Agricultura e pecuária concentram 8.910 linhas, com 2.673 grupos de cientistas. O desenvolvimento de softwares e prestação de serviços de informática têm 2.147 linhas de pesquisa, com 1.112 grupos e 2.996 pesquisadores. Os estudos da Embrapa colocaram o Brasil na vanguarda da produção agropecuária. E a nossa informática está entre as mais avançadas do mundo.

Por que a escola não se beneficia da ciência? Há quem diga que os estudos nessa área e em outras ligadas a humanidades são mais baratos e menos complexos que de medicina, farmacologia e tecnologia. E servem apenas para carimbar um título de doutorado no currículo de muita gente que busca postos mais bem-remunerados. O barato sai caro.

O sociólogo Simon Schwartzman, presidente do Instituto de Estudos do Trabalho e Sociedade, do Rio de Janeiro, diz que a maior parte do orçamento das agências de fomento estaduais e federais vai para as pesquisas aplicadas (para adquirir conhecimento já com uma aplicação específica em vista). Isso porque, para receber mais recursos, os pesquisadores de áreas básicas (com a função de acompanhar ou antecipar o avanço do conhecimento, sem aplicação em vista) apresentam seus projetos como se fossem aplicados.

Daí surgirem piadas do tipo “estou fazendo pesquisa básica no bicho aplicado”, ou “no Brasil tem mais gente vivendo de Chagas do que morrendo dessa doença”, como lembra Schwartzman. Para complicar, muitas dessas experiências se enquadram na chamada pesquisa de prateleira: o trabalho avança até a elaboração de um protótipo ou de um projeto-piloto. Mas nunca é transformado em produto disponibilizável ou em procedimento operacional. Criado recentemente, o chamado PAC da Ciência, Tecnologia e Inovação tem, entre suas metas, lançar até dez editais por ano para apoio à pesquisa básica e outros 50 para projetos com viés tecnológico.

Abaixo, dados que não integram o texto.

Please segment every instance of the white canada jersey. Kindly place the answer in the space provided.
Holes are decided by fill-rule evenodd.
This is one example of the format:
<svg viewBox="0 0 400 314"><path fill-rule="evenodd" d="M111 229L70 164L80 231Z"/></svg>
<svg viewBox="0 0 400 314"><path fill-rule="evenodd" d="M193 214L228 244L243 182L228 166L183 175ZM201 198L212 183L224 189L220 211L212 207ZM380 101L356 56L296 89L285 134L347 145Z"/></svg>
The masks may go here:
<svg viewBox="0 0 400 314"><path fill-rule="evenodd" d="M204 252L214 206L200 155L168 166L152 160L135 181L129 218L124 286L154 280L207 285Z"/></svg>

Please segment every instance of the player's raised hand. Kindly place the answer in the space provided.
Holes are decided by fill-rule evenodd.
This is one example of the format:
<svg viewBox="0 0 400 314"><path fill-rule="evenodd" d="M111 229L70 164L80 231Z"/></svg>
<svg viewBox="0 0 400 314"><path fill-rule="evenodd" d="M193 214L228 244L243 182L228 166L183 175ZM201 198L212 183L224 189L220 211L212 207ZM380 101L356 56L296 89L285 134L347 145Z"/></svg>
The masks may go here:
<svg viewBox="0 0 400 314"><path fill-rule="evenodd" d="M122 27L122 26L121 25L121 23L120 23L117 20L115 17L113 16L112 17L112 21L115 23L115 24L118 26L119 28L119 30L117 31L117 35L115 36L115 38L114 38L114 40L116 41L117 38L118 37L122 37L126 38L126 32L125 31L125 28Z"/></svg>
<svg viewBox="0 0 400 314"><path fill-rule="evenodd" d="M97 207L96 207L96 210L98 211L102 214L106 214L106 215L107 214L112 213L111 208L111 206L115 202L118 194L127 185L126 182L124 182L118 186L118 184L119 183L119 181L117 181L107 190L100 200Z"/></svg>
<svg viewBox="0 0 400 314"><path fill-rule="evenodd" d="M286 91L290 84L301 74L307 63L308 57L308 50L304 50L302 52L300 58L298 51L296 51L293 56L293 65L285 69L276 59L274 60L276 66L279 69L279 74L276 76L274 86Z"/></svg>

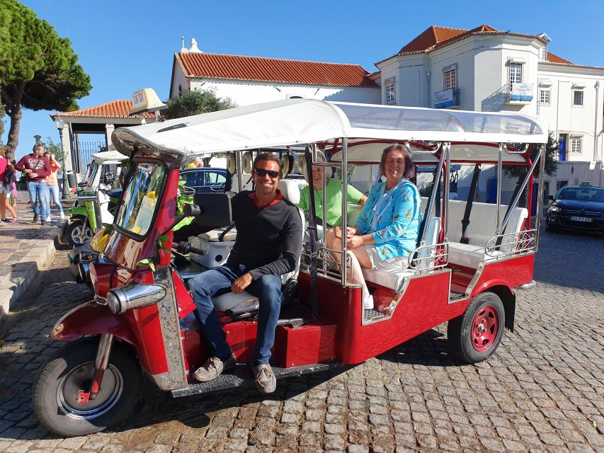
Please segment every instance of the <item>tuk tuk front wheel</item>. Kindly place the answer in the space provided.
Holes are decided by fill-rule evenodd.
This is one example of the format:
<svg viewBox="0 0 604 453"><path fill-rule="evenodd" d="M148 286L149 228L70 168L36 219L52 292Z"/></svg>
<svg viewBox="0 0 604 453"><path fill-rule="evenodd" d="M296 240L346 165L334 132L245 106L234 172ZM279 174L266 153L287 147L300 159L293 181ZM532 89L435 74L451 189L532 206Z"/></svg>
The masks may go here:
<svg viewBox="0 0 604 453"><path fill-rule="evenodd" d="M96 398L78 402L80 390L90 391L98 346L98 337L69 343L44 366L34 382L34 411L42 425L60 436L82 436L115 426L127 417L137 402L140 367L117 343Z"/></svg>
<svg viewBox="0 0 604 453"><path fill-rule="evenodd" d="M451 319L447 336L452 354L468 363L491 357L501 342L506 312L497 294L483 292L472 299L463 314Z"/></svg>
<svg viewBox="0 0 604 453"><path fill-rule="evenodd" d="M81 246L91 241L93 236L92 229L87 220L77 219L67 226L67 241L72 246Z"/></svg>

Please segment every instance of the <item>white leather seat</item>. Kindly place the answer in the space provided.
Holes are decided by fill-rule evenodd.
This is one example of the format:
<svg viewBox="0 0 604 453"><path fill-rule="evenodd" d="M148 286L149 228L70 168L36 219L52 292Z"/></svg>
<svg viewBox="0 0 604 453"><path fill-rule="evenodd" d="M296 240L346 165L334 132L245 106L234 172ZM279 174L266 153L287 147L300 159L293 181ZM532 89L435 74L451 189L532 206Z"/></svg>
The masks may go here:
<svg viewBox="0 0 604 453"><path fill-rule="evenodd" d="M433 246L438 243L438 236L440 234L440 219L439 217L431 217L428 222L428 231L426 235L426 246ZM428 258L435 255L435 251L426 247L418 253L417 258ZM407 257L401 258L408 259ZM385 270L375 270L375 269L363 269L363 275L367 282L376 283L377 285L391 288L394 291L399 291L402 287L405 278L419 273L420 271L428 269L434 266L434 260L421 260L419 265L415 269L406 269L400 272L387 272Z"/></svg>
<svg viewBox="0 0 604 453"><path fill-rule="evenodd" d="M496 205L491 203L474 202L472 205L469 224L466 229L465 236L468 243L461 243L462 219L465 212L466 203L464 201L451 200L449 201L449 224L447 237L449 240L449 262L476 269L486 260L496 258L505 252L512 251L512 246L505 243L498 251L494 251L491 255L484 253L484 247L489 239L495 236L496 223ZM501 205L499 210L499 221L502 222L508 210L507 205ZM506 233L518 233L520 231L525 220L528 217L528 211L524 207L515 207L512 210Z"/></svg>

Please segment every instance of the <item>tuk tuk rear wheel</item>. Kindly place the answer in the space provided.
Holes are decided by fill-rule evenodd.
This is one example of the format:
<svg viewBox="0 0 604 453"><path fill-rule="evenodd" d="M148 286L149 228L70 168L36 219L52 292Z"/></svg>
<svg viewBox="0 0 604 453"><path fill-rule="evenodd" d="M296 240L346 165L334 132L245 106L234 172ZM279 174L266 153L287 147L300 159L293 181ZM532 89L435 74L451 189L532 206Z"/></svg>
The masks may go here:
<svg viewBox="0 0 604 453"><path fill-rule="evenodd" d="M493 292L478 294L463 314L449 321L447 336L452 354L468 363L488 359L501 342L505 324L499 297Z"/></svg>
<svg viewBox="0 0 604 453"><path fill-rule="evenodd" d="M116 343L96 398L77 402L79 390L90 390L98 346L98 337L69 343L44 366L34 383L34 411L42 425L60 436L86 435L115 426L127 417L138 399L140 367Z"/></svg>
<svg viewBox="0 0 604 453"><path fill-rule="evenodd" d="M67 226L67 241L72 246L81 246L91 241L93 236L92 229L86 220L77 219Z"/></svg>

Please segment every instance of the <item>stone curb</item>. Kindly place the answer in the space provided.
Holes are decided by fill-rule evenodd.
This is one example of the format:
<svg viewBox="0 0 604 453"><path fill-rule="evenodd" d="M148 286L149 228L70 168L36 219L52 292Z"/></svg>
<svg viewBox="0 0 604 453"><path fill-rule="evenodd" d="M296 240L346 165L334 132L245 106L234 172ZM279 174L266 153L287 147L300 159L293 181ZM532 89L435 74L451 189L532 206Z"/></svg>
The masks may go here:
<svg viewBox="0 0 604 453"><path fill-rule="evenodd" d="M47 232L48 239L33 242L31 248L13 266L11 275L0 279L0 323L33 282L40 270L52 258L60 232L59 228L52 228Z"/></svg>

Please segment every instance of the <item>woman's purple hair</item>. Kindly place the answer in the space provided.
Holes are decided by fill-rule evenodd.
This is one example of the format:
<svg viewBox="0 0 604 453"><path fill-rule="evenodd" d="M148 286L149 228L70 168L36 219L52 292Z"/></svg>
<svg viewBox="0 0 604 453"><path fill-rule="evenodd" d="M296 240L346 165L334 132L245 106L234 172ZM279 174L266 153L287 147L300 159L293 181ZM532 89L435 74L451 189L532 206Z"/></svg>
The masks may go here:
<svg viewBox="0 0 604 453"><path fill-rule="evenodd" d="M382 176L386 176L386 156L391 151L397 151L401 153L405 158L405 172L403 174L403 178L406 179L411 179L415 177L415 166L413 164L413 159L406 146L404 146L400 143L394 143L386 148L382 151L382 159L380 160L380 174Z"/></svg>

Marc Abrahams, da Universidade Harvard, diz que a importância da pesquisa não pode ser reduzida à utilidade imediata. “À primeira vista muitas coisas parecem inúteis. Mas depois se revelam até mesmo revolucionárias”, opina. O físico Marco Antonio Raupp, presidente da SBPC, considera o valor utilitário tão importante quanto o cultural. “Tem estudo que parece inútil aos olhos da sociedade, como aqueles voltados à filosofia, por exemplo. Mas são eles que estabelecem as bases do conhecimento científico. E devem ser preservados”, diz. De todo modo, para Raupp, a ciência deve ser analisada do ponto de vista do interesse social, coletivo, e não individual. Muita gente do ramo – que faz ou acompanha ciência – pensa do mesmo jeito. “As universidades devem ser estimuladas a buscar parcerias no mercado, para converter os resultados em produtos e procedimentos com impacto positivo na vida das pessoas. Pesquisa tem de ser potencialmente útil”, diz Simon Schwartzman.

Um ponto une quem discute e dita regras: a aproximação entre cientista e sociedade. O PAC da Ciência determina a criação, até dezembro de 2008, de um sistema integrado de gestão e informação do fomento para o planejamento, acompanhamento e avaliação. É mais um passo em busca do diálogo. E não se está dizendo que é preciso pôr o pesquisador sob a batuta de quem não entende nada do que ele faz. Apenas que ele deve dialogar com a sociedade, que esta deve ser educada para entendê-lo e, juntos, possam definir o que, quando, para que e para quem pesquisar.